This process is different than filing your Federal Tax Return. FBAR is filed separately to the Department of the Treasury–not the IRS. It used to be filed via TD 90-22.1 by mail, but now you use FinCEN 114 and submit it electronically through the BSA e-filing site. The process is pretty straightforward and requires you to gather all pertinent account information and enter it into the online system. You can have a third party prepare it for you (i.e., a certified tax preparer), but you must file FinCEN 114a to give the party authority to do so. This form is also necessary if you hold joint accounts. Your spouse would sign this form to allow you to file on their behalf. Keep in mind that if your spouse has other accounts you are not on that he or she needs to file (i.e., individual accounts), they must file their FBAR separately (including the FBAR for your joint account).
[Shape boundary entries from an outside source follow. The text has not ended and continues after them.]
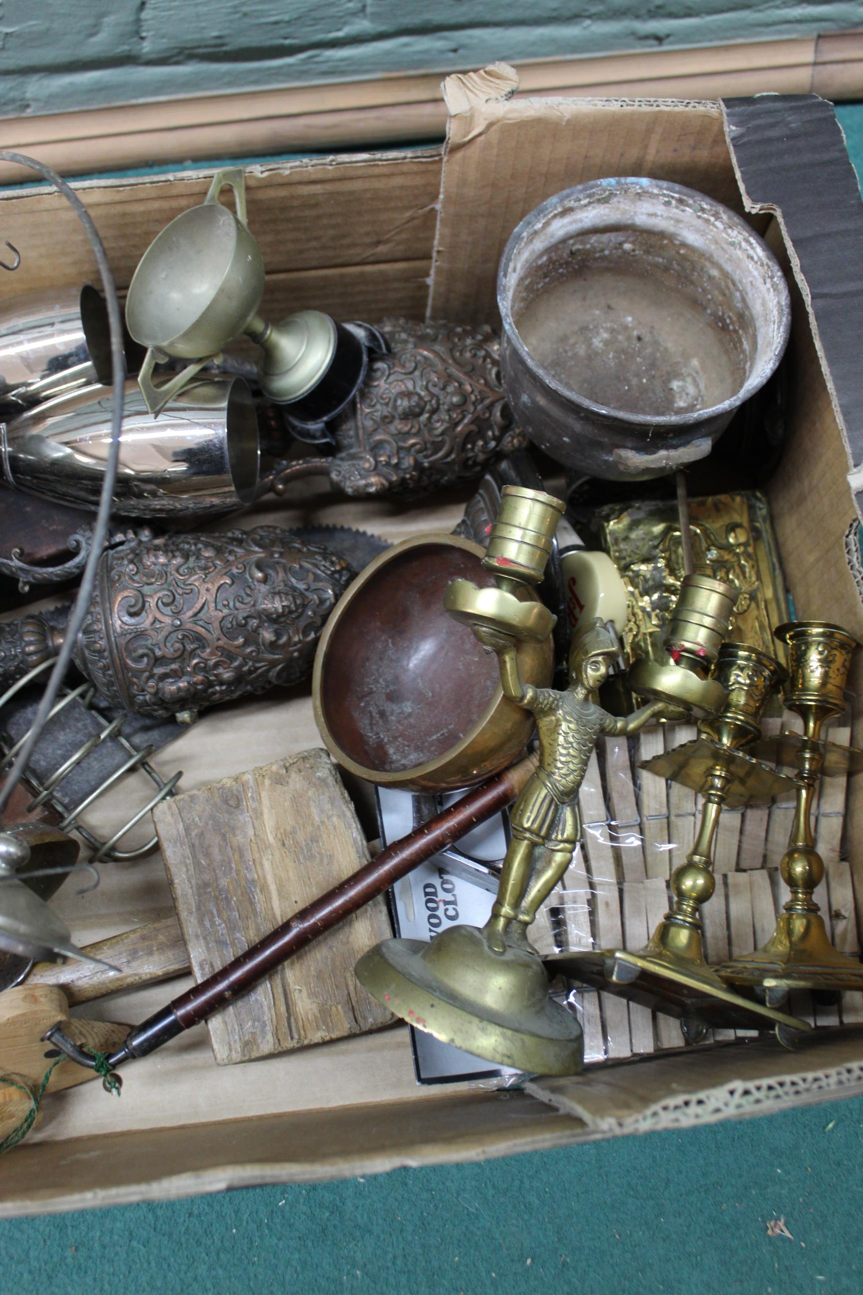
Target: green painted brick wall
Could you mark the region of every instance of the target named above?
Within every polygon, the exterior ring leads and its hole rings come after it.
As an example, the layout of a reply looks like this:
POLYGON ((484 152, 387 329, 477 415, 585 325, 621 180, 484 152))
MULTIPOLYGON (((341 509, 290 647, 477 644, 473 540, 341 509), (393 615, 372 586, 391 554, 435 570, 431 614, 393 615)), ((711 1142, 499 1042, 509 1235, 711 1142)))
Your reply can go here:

When to File: FBAR Deadlines
The FBAR must be filed by April 15th every year. If you miss this deadline, it can be extended automatically to October 15th.
What Are the FBAR Penalties for Not Filing?
For those whose lack of filing was non-willful (meaning you didn’t know about your reporting obligation), the fine can be $12,921 per violation. If it is determined that you purposely avoided filing, the fine can be $129,210 or 50% of the balance of the account at the time of the violation – whichever is greater. As you can see, penalties can add up quickly if you are years behind in your filing!
What Should I Do If I Haven’t Filed but Should Have?
First off, don’t panic! Millions of Americans are in your position, and the IRS has created two amnesty programs to help you get caught up. The program most helpful to expats is the Streamlined Filing Procedures. This program is available to US citizens living both in the US and abroad, and all who have failed to file due to a lack of knowledge of their obligations are eligible.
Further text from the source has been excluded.